Anybody know where a guy can get WHITE colored pencils? I have a hard time seeing my pencil mark a lot on trim because its usually a darker finish. Or anybody have any other suggestions. Thanks


----------



## Leo G (Oct 16, 2006)

Just go to an artist supply and you'll find just about any color pencil you can think of.


----------



## greg donovan (Jun 17, 2009)

how about using chalk?


----------



## Tha Carpenter (Jun 28, 2009)

What? Cmon guys, use paint, or a marker, or a sharpie. But colored pencils don't work.

Sharpie, they're cheap and come in man differnt varieties.:thumbsup:


----------



## clampman (Oct 20, 2006)

On pre-finished trim, I used a sheet rock knife and marked half a "v" with the end going into the saw kerf. Then a quick swipe over the mark and it turned light from the dust in the scratch.


----------



## frankp (Oct 29, 2007)

Sewing pencils will work just fine. They're made of softer material because it's intended for writing on fabric. Any sewing store should have plenty of them.


----------



## Plastyk (Jul 9, 2009)

You could use a china marker , a.k.a. greas pencil.
I use a refillable chalk pencil for all my dark colored stuff.


----------



## woodnthings (Jan 24, 2009)

*I use silver metallic artists pencils*

They really show up on dark material. On wood I like to use a ball point, they make a fine line and also show up quite well. Sharpies are OK for some construction, but blunt over easily over time and use and then the line become too wide for my needs. This is a great question and it's surprising that it hasn't come up ..before...?:blink: bill


----------



## cabinetman (Jul 5, 2007)

I use a few different methods for getting a mark. It would depend on what I'm marking and where it goes. If the color of the finish I'm marking will show the results, I may use a color drafting or art pencil. If they are soft enough to show on a finish, they need sharpening often to be accurate.

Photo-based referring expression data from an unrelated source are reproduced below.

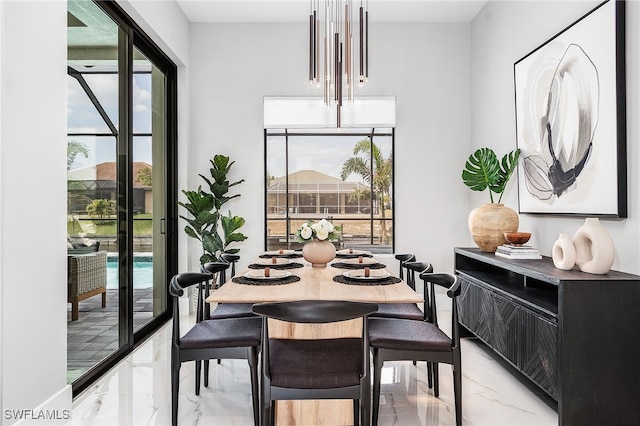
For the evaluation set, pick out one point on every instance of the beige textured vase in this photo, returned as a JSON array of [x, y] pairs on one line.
[[594, 247], [319, 253], [563, 252], [489, 222]]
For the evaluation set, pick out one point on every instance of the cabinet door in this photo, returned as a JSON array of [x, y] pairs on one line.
[[475, 304], [507, 328], [539, 351]]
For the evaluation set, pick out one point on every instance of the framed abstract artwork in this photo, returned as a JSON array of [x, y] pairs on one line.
[[570, 119]]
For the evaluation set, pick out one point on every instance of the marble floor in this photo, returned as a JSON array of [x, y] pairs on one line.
[[136, 392]]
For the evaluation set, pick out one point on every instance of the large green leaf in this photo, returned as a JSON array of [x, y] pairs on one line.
[[483, 171], [507, 166]]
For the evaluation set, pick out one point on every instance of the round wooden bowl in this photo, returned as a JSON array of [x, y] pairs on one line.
[[517, 238]]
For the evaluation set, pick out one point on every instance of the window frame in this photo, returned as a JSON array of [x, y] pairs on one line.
[[371, 134]]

On very dark finishes and if the mark is critical, I will use a knife mark and chalk it in, and then wipe away the dust. I wind up with a very fine chalk line. Chalk comes in a variety of colors. This method works good on endgrain.

Or, I may just apply a strip of masking tape and draw a fine pencil line for a mark.


----------



## drwilson85 (Dec 10, 2008)

Thanks guys for all the suggestions. I found some white pencils at Hobby Lobby we will see how they work. I also found a fine point awl Im gonna try too, it retracts like a pen so I can stick it in my hat without stabbing myself, lol. Keep that good suggestions coming.


----------



## rrich (Jun 24, 2009)

I buy my white pencils at a blueprint supply house. They are intended to writing on blueprints. (Doh!) They seem to work well on walnut.


----------